In 2006, the U.S. Department of Justice sued California on the grounds that it was violating patients' rights by using improper restraints, heavy sedatives and failing to provide adequate treatment.
The state settled the lawsuit and agreed to a court-supervised improvement plan for four public hospitals with more than 4,000 patients.
According to the Times, DOJ’s main objectives were to ensure that patients were not institutionalized longer than necessary and learned to control violent tendencies.
According to a Times analysis of state data, mental hospitals used fewer restraints and limited their use of certain medications under the improvement plan. However, the rate of patient assaults on other patients and staff members had doubled at Atascadero State Hospital and Metropolitan State Hospital by the end of 2011, according to the Times. The assault rate at Napa State Hospital increased by more than 300% over two years, before decreasing after the killing of a psychiatric worker.
Assault rates decreased by 15% at Patton State Hospital under the improvement plan, according to the Times.
In addition, the Times analysis found that patients on average have been confined in mental hospitals for longer periods under the improvement plan.
According to the Times, DOJ has expressed overall satisfaction with the pace of improvements at state mental hospitals, despite the longer periods of confinement and rising rate of assaults at certain facilities. In November 2011, the agency allowed oversight of Atascadero and Patton to expire. However, DOJ in December 2011 asked a federal court to extend oversight of Metropolitan and Napa, saying in court documents that patients at the facilities remained "at serious risk of harm, even death."
The state Department of Mental Health has started reversing many of the changes made at the mental hospitals as federal oversight expires.

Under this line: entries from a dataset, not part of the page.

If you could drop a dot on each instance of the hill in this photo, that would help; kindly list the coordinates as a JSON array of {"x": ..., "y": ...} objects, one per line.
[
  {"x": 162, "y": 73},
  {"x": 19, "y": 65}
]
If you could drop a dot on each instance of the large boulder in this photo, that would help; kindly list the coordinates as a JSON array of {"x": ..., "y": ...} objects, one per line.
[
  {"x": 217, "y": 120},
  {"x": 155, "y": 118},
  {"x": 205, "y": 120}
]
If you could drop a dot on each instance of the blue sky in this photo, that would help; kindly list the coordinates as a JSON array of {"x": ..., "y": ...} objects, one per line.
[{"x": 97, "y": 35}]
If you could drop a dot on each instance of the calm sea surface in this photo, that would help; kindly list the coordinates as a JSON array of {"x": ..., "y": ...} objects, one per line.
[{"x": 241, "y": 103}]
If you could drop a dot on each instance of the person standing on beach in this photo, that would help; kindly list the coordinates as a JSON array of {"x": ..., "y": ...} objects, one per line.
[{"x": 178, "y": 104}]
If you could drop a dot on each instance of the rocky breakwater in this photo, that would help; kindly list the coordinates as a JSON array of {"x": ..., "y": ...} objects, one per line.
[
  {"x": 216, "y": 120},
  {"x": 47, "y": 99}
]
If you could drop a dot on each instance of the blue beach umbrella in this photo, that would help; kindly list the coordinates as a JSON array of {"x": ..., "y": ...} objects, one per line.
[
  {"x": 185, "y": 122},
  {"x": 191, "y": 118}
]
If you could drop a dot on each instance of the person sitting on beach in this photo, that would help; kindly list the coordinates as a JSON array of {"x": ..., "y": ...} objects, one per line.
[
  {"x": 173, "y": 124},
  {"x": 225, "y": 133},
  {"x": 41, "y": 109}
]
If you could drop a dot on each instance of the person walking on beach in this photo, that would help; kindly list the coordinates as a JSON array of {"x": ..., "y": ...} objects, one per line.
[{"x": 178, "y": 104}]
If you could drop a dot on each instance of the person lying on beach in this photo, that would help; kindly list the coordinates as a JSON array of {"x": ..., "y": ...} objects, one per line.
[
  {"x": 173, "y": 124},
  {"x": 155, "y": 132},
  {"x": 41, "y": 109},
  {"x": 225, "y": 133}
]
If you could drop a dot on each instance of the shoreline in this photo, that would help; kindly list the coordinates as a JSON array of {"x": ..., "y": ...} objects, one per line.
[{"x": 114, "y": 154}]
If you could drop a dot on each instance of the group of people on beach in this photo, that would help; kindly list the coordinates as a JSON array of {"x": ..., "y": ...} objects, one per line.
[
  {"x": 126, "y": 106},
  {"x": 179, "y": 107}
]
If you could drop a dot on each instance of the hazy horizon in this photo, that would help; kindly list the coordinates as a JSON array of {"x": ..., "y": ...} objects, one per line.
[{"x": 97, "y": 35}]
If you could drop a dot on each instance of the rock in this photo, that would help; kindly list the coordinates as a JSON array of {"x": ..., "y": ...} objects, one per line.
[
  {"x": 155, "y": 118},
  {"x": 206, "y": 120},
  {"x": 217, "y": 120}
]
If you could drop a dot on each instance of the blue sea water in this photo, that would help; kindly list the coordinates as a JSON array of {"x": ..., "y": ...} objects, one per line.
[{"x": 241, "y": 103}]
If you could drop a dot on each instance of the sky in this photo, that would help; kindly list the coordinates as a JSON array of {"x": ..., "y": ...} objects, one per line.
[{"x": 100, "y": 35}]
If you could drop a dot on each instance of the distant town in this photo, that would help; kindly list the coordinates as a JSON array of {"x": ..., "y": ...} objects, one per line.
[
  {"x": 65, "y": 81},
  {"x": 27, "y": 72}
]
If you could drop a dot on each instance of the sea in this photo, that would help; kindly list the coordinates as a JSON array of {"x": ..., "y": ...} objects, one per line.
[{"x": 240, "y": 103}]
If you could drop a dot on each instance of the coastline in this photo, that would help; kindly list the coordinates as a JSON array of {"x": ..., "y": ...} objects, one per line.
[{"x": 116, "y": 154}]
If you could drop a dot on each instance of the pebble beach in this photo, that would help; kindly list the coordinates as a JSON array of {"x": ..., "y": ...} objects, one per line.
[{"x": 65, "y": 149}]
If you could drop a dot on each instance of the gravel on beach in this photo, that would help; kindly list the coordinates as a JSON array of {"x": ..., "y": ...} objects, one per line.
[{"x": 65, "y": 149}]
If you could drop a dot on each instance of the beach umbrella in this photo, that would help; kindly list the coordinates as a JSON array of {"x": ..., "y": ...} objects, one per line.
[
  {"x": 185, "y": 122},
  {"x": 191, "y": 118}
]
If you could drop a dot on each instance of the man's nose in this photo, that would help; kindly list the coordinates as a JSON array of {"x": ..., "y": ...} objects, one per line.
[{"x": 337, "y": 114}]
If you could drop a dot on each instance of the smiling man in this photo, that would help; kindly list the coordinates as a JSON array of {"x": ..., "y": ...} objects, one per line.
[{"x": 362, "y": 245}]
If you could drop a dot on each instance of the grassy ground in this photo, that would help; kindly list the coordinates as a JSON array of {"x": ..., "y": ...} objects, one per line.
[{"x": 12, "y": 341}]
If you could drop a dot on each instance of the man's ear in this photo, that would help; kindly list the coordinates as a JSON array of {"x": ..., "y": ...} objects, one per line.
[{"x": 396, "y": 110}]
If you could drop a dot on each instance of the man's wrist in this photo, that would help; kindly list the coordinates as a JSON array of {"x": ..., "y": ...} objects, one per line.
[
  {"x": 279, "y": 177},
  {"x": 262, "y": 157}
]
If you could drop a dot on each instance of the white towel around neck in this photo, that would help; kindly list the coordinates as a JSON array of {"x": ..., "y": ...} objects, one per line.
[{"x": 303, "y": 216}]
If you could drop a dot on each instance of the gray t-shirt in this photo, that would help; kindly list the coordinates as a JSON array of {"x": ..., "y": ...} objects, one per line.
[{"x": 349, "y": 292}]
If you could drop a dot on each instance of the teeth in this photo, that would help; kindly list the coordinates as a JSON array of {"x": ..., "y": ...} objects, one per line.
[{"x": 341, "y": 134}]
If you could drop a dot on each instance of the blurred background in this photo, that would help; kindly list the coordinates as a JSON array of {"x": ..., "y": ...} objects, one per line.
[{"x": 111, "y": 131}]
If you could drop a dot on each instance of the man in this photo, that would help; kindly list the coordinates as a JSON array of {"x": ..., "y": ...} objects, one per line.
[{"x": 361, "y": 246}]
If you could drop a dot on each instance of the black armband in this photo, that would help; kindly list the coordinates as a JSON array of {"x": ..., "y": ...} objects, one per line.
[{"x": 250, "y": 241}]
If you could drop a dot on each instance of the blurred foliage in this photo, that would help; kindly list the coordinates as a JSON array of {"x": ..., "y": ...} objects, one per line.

According to the Times' analysis of state records -- as well as interviews with hospital officials, workers, patients and their families -- hospital workers were reluctant to take action against violent or unruly patients under the improvement plan because of pressure to place the fewest restrictions on patients as possible. In addition, hospital workers were charged with documenting progress on about 360 separate objectives under the reform effort, leaving them less time to care for patients and develop suitable treatments.
Mubashir Farooqi, a psychiatrist at Patton, said the improvement plan "was a huge, very expensive, very idiotic experiment that failed badly."
Mel Hunter, former executive director of Atascadero, said, "[I]n terms of reduction in cost, reduction in time served in treatment and reduction in violence," the plan was "a failure."
Assistant Attorney General Thomas Perez (D) -- head DOJ's Civil Rights Division – said that policies and procedures at the mental hospitals improved under court supervision but that the facilities did not pay enough attention to whether patient health also was improving.
A DOJ spokesperson said that hospitals must respect patients' constitutional rights and that state officials must determine the best course to do so (Romney/Hoeffel, Los Angeles Times, 4/15).